Regional officials and diplomats say Pakistan would not have assumed the role without Saudi approval. Pakistan is believed to have deployed around 8,000 troops, a squadron of fighter jets and an air defense system to Saudi Arabia under the terms of a mutual defense pact, Reuters reported on Monday.

Gulf rift

The kingdom’s backing for a diplomatic solution has deepened existing divisions with the United Arab Emirates, which has emerged as the most hawkish among the Gulf nations and the one with the closest ties to Israel.

The UAE reportedly secretly carried out multiple strikes on Iran, much like the Saudis, the Wall Street Journal reported. Last week, Iranian Foreign Minister Abbas Araghchi asserted in a Telegram post that the UAE was “an active partner in this aggression, and there is no doubt about it.” No such invective has been directed at Riyadh so far.

Soon after Sunday’s attacks on the UAE and Saudi Arabia, Trump warned via Truth Social that his patience was wearing thin. “For Iran, the clock is ticking and they better get moving, FAST, or there won’t be anything left of them,” Trump wrote.

Iran said Monday that it had submitted a revised response to the United States but provided no further details.

Trump’s ultimatum came hours after the attempted strikes on Saudi Arabia and another on a nuclear power plant in the UAE. Emirati officials said the fire just outside the Barakah nuclear plant was caused by a drone launched by Iran or one of its proxies. Emirati presidential adviser Anwar Gargash called it a “dangerous escalation” in a post on X, “whether carried out by the principal perpetrator or through one of its agents.”

The attack was likely a message to the United States and the UAE that “if you touch our energy infrastructure, your nuclear infrastructure will go kaput,” one of the officials contended.
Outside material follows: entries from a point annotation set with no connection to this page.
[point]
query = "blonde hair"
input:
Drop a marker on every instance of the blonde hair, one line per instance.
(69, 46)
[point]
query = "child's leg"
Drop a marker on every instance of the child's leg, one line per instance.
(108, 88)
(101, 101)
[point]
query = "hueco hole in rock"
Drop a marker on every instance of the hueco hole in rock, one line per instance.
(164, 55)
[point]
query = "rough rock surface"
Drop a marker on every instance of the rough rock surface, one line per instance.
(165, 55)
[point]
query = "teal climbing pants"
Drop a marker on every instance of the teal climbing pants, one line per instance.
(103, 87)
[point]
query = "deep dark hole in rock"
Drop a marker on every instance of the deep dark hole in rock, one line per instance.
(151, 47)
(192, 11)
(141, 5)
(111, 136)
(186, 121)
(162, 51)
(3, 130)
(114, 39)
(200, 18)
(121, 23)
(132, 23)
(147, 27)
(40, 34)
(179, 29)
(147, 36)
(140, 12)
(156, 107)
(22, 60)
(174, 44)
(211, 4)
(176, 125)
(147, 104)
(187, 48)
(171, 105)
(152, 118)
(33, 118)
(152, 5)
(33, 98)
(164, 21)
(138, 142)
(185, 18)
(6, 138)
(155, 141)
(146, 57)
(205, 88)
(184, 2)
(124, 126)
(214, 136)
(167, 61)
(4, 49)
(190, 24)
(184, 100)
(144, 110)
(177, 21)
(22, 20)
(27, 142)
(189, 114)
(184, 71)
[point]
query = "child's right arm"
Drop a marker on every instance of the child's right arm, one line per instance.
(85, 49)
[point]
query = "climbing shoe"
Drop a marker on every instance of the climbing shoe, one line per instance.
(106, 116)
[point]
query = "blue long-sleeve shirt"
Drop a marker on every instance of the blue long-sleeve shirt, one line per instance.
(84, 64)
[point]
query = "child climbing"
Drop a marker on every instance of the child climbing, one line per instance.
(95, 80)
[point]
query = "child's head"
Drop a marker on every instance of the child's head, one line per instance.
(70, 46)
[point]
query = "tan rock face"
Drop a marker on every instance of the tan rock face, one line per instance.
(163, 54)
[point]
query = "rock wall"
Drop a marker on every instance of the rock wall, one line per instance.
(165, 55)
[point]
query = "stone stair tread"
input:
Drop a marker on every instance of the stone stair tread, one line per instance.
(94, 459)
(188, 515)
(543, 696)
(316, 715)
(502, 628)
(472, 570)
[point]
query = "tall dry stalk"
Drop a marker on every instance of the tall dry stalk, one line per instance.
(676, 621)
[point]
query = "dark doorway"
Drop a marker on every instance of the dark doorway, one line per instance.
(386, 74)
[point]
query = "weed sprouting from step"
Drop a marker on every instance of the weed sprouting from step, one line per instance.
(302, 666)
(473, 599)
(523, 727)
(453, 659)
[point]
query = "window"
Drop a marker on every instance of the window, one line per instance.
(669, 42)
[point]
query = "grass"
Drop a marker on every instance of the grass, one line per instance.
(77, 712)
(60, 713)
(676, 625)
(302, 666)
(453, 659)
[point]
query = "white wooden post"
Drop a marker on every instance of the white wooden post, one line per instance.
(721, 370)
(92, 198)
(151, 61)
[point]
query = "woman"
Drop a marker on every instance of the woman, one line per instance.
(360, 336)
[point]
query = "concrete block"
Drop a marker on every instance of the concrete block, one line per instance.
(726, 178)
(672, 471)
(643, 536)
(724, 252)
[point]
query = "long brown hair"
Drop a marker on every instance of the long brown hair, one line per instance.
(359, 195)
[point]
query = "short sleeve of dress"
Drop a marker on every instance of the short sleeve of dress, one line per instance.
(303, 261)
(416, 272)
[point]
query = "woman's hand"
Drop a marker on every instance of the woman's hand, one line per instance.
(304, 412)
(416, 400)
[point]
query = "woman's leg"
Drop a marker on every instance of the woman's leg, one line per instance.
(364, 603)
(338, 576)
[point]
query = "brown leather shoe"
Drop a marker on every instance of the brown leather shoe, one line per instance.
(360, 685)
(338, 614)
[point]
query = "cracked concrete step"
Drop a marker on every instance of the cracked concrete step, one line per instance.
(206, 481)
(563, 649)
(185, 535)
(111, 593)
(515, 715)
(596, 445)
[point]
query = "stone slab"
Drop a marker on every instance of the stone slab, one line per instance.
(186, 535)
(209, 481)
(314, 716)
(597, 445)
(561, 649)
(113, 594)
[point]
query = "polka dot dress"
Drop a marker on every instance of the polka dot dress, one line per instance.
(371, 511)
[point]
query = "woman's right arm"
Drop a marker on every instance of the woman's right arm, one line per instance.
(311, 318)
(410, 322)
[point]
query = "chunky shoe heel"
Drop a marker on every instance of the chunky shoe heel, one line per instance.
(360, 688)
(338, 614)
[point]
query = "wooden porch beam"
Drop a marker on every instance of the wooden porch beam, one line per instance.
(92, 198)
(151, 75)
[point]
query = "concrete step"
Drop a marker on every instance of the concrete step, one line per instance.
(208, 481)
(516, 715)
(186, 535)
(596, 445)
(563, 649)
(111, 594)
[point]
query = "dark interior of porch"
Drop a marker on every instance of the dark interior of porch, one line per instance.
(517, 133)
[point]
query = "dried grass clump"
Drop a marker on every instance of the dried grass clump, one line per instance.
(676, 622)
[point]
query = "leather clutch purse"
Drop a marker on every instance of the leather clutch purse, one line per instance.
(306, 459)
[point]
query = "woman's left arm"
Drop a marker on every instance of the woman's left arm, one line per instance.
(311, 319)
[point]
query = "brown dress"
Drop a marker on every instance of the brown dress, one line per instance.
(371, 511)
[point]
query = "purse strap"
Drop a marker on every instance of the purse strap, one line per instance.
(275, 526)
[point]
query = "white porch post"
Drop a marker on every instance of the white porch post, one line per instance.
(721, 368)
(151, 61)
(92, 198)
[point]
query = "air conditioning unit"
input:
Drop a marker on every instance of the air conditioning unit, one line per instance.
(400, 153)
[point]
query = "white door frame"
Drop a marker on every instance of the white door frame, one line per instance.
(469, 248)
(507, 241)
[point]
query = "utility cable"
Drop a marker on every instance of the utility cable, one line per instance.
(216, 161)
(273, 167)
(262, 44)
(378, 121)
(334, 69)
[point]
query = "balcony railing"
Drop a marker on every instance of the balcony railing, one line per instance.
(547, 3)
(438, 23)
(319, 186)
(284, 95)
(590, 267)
Using proxies gives Iran more wiggle room to deny direct involvement. “If Iran were to carry out the attack, it would be breaching the ceasefire,” Knights said, adding that he sees a link between Sunday’s attacks and last week’s news that a top commander in Kataib Hezbollah, the US-designated Iraqi Shiite militia seen as Iran’s top asset in Iraq, had been arrested and charged by federal authorities in connection with coordinating and planning at least 18 terrorist attacks in Europe and Canada targeting Americans and Jews. Mohammed Baqer Saad Dawood al-Saadi was planning attacks in the United States as well as revenge for the war against Iran, prosecutors said. He was carrying a special-issue Iraqi passport.

Kataib Hezbollah was the group behind the kidnappings of Russian-Israeli researcher Elizabeth Tsurkov, who was released in September 2025 after nearly two and a half years in captivity, and US journalist Shelly Kittleson, who was freed on April 7 after a week in captivity.

Successive Iraqi governments have had little appetite for or success in reining in the Shiite militias, which compete with one another to curry favor with Tehran, Jeffrey observed. Ali al-Zaidi, who was sworn in as Iraq’s prime minister last week after months of deadlock, will face immediate pressure from the United States to take action against them. Knights concluded that Zaidi may well be telling himself, “I might actually have to do something about these guys and take some risk because they have not just been messing around in Iraq. They have now been proven to be involved in external operations against the United States, Europe and the Gulf.”